# Ceasar Against the Celts



## vercingetorix (28 Mar 2005)

This book is one that I recomend to anyone who is looking for an interesting histori read.  Don;t think that it's a boring book, far from it; it's actually quite a fun read.  The author goes in depth detail talking a bit about all the major celtic campaigns of ceasars, from the bridge building of the rhine, to the crossing of the Dover Straight and an amphibious landing that truly is amazing.  He uses the Historic text and archeological fact to describe these various invasions.  
            He also describes the political side of the galic wars, and how Ceasar manuvuered himself politically and militarilly to become the greatest Emperor that Rome ever had.  Truly Juilius Ceasar was Rome in all it's incarnations and myths.

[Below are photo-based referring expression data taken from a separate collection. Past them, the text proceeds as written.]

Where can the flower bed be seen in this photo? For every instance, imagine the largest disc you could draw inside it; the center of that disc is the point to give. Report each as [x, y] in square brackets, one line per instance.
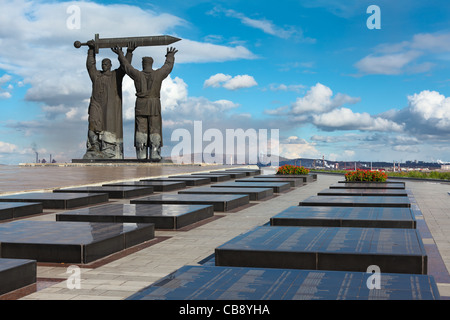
[366, 175]
[290, 169]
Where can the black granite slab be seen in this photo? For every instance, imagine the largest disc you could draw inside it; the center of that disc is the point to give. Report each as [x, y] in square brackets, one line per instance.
[221, 202]
[69, 242]
[294, 183]
[356, 201]
[368, 185]
[114, 192]
[190, 181]
[306, 178]
[249, 172]
[163, 216]
[12, 210]
[160, 186]
[232, 174]
[254, 193]
[16, 274]
[256, 284]
[64, 200]
[375, 182]
[276, 186]
[361, 217]
[364, 192]
[214, 177]
[326, 248]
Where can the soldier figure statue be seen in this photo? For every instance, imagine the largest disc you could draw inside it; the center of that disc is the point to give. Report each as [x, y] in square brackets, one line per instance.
[148, 122]
[105, 133]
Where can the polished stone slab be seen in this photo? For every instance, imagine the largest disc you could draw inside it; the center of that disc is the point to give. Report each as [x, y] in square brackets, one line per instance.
[232, 174]
[64, 200]
[163, 216]
[254, 193]
[69, 242]
[294, 183]
[368, 185]
[12, 210]
[248, 172]
[255, 284]
[390, 181]
[326, 248]
[356, 201]
[160, 186]
[306, 178]
[368, 217]
[221, 202]
[190, 181]
[114, 192]
[364, 192]
[214, 177]
[276, 186]
[16, 274]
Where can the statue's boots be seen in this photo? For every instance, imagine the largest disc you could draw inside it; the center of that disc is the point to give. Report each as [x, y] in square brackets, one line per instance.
[93, 146]
[155, 141]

             The book also includes other historical cool bits, like describing the tactics of his enemies and talking quite a bit about the history of the Celtic civilizations as well as their famous rebel leaders, Vercingetorix, and Casivalinus. 
             A cool example of one of the interesting historic tidbits you learn,  Ceasar was nick-named the "Queen of Bythrinia" for his only acclaimed love affair with a man as he "apparently" spent the night with the King of Bythrinia in order to gain naval vessals to transfer Roman soldiers across the mediterreanian for conquest purposes.  (note: this was when he was in his youth and was trying to gain points with his military superiors)

So yeah, 14 bux at the local chapters and you can pick up this easy weekend read, once you start it, you won't put it down.

-Vercingetorix


----------